September 8th, 2011 // 5 Comments
Filed: Tech

Jerry Yang could have sold Yahoo to Microsoft for $47.5 billion. He turned it down. Today the company is worth $17 billion and is begging anyone to buy it. Think about that for a moment. Jerry Yang cost his shareholders $30 billion. The Wall Street Journal says it’s time for Jerry to “do himself, and all Yahoo shareholders, a favor and quit the company’s board.” Ouch. But, yeah.



Doesn’t he have some competition for this award? After all, the CEO who made that stupid offer has cost his shareholders $300B since 2000.
Microsoft is lucky that they weren’t able to buy Yahoo for $47.5B.
Balmer has cost Microsoft shareholders at least $300B.
Probably much more, considering that IBM grew in the same period +60% while MSFT lost more than half of its value.
Half of that offer was in Microsoft stock which has since dropped in half together with everyone else.

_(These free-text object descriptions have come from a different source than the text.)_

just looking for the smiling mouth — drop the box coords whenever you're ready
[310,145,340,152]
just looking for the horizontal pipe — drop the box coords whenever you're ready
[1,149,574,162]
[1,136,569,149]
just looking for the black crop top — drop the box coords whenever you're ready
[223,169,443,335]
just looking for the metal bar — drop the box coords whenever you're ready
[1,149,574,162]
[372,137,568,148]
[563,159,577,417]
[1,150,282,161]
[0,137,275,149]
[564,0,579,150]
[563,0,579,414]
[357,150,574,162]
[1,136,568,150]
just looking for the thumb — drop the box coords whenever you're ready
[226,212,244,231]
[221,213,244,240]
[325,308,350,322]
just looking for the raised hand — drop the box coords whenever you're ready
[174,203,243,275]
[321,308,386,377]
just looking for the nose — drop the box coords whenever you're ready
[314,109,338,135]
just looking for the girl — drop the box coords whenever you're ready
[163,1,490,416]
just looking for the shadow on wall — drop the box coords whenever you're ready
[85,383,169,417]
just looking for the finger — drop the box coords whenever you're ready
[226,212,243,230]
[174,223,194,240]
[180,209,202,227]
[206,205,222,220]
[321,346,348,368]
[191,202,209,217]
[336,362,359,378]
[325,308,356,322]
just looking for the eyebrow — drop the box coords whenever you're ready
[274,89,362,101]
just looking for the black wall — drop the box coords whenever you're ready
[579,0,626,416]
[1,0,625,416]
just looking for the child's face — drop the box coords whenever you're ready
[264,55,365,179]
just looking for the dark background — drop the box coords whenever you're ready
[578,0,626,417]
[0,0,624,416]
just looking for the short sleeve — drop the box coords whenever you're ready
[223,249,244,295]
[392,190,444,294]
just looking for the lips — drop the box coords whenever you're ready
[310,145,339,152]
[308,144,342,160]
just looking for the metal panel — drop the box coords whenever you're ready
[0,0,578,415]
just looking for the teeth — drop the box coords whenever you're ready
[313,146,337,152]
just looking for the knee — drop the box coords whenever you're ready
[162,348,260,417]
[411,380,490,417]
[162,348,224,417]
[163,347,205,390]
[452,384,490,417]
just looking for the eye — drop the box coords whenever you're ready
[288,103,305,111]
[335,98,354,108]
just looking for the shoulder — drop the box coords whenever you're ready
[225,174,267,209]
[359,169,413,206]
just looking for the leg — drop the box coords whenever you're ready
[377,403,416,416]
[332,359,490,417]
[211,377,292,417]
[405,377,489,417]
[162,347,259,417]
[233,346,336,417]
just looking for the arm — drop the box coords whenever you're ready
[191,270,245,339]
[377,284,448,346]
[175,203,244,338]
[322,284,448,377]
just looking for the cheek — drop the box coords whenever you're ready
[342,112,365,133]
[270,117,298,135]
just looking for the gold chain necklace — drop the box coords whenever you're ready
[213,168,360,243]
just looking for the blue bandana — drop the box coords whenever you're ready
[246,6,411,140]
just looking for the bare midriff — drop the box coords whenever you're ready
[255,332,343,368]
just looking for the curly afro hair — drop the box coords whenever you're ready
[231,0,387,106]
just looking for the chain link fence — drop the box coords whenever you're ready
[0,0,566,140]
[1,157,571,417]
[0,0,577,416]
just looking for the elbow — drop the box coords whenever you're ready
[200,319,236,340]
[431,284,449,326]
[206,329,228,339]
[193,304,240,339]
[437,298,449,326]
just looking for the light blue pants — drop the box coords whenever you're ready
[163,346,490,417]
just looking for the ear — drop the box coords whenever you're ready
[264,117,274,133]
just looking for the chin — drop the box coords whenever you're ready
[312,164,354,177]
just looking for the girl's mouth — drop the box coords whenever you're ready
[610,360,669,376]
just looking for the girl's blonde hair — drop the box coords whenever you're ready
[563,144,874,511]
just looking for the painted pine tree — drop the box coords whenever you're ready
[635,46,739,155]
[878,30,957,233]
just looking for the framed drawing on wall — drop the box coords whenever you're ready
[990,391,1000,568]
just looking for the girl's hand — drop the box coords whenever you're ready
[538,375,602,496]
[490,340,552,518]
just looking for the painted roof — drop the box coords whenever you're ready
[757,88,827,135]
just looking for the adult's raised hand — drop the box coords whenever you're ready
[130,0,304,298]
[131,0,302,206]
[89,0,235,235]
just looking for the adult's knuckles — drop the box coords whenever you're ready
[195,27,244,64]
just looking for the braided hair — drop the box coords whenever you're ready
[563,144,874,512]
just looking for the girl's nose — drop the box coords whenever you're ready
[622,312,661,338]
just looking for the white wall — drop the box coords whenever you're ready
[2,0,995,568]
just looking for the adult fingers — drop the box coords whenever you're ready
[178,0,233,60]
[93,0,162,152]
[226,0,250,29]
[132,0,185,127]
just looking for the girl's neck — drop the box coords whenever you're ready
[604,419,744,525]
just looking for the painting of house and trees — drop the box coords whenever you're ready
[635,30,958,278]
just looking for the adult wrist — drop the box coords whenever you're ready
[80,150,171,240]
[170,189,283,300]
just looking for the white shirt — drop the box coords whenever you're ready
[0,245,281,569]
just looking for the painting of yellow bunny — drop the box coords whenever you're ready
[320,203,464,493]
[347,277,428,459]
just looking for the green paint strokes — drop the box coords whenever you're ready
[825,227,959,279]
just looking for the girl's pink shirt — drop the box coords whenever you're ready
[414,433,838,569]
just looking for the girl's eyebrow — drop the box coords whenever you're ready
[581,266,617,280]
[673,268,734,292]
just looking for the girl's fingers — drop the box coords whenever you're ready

The deal would not have been consummated for a year at least due to antitrust scrutiny it would cause, and by then the stockmarket would have entered the deep dive and possibly caused the deal to fall through anyway.
One could argue that shareholders were not hurt at all, since Yahoo stock jumped right up to the value of the offer when it was announced. Speculators that did not declare victory and sell may have been hurt, though. Such is the price of greed.